Demolizioni e vendite: meglio meno, ma meglio
PIOMBINO 12 marzo 2017 — Il nostro collaboratore Leonardo Mezzacapo, che di siderurgia se ne intende, ha lanciato recentemente un grido di preoccupazione ed un monito: «Impedire la vendita degli impianti dell’acciaieria, questo è ciò che va fatto». Si riferiva alla contraddizione tra l’enfasi con la quale Aferpi sta mettendo in vendita, attraverso una piattaforma online, pezzi importantissimi degli impianti ex Lucchini (altoforno e colate continue comprese) in un piano che Aferpi stessa definisce “Piano liberazione aree e vendita equipments”, e la possibilità di riutilizzarne una parte previa modifica e/o ammodernamento per continuare a produrre acciaio e spendere meno dati gli alti costi e le difficoltà finanziarie che incontra il piano Aferpi ancorché già abbondantemente ridimensionato.
Ma non c’è solo questo a portare alle conclusioni cui Leonardo Mezzacapo arriva e a non assumere invece l’atteggiamento di chi dice: «Che sarà mai, che può succedere?».
Ci sono validi motivi che consigliano di evitare quell’atteggiamento.
Scaturiscono dal fatto che il cosiddetto piano industriale Aferpi non esiste e dato che siamo solo a ipotesi vecchie non si sa quanto attendibili e fattibili. Il Comune di Piombino, che ha iniziato ad adeguare le previsioni urbanistiche conformemente a quelle ipotesi, non può far finta di niente e continuare in quella direzione. È fondamentalmente sua responsabilità e della Regione quella di pianificare il territorio e chiedersi cosa di diverso si può prevedere. Del resto fu proprio la Regione Toscana ad inserire nella propria legge urbanistica la norma secondo cui «…La Regione promuove accordi di pianificazione finalizzati alla riqualificazione urbanistica di aree industriali dismesse o parzialmente dismesse e a questo fine promuove le iniziative necessarie al reperimento delle risorse…». E allora si faccia, ma per farlo non si può certo partire da demolizioni e vendite di impianti a caso.
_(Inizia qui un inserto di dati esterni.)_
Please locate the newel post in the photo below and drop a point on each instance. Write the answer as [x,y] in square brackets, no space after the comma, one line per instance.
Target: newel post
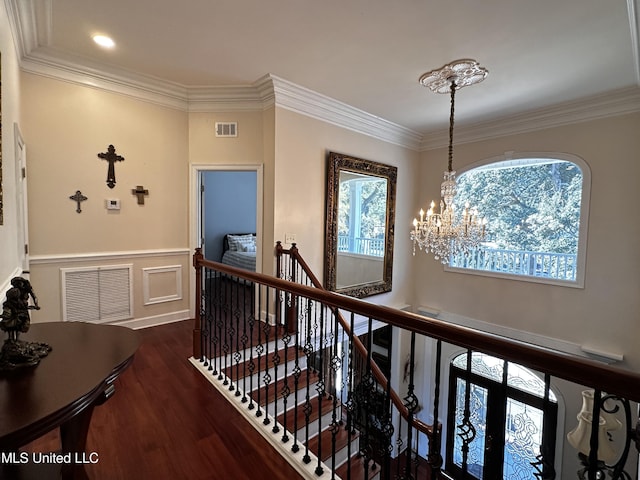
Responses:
[197,342]
[292,317]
Scaturiscono anche dai problemi ambientali che una simile operazione comporta, problemi che non possono essere certamente risolti da un comunicato stampa di Aferpi nel quale si dice che “tutti i materiali che, ai sensi delle vigenti leggi in materia, saranno classificati come rifiuto (nelle diverse classi che tale definizione comprende) verranno trattati e smaltiti da aziende specializzate e certificate”. Del resto fu lo stesso Ministero dell’ ambiente (ora le competenze sono della Regione) che, in sede di rilascio della Autorizzazione Integrata Ambientale, formulò una prescrizione relativa proprio alla “Dismissione e ripristino dei luoghi”: «In relazione ad un eventuale intervento di dismissione totale o parziale dell’impianto, il Gestore dovrà predisporre e presentare all’ Autorità Competente un piano che dovrà essere comprensivo degli interventi necessari al ripristino e alla riqualificazione ambientale delle aree liberate».
Motivi politici, istituzionali, economici e culturali pesanti come pietre, insomma.
La lezione è che o gli enti pubblici cominciano a fare, semplicemente ma autonomamente, il loro mestiere o potrà succedere di tutto.
E non è detto che il tutto sia necessariamente splendido e splendente perché offerto online.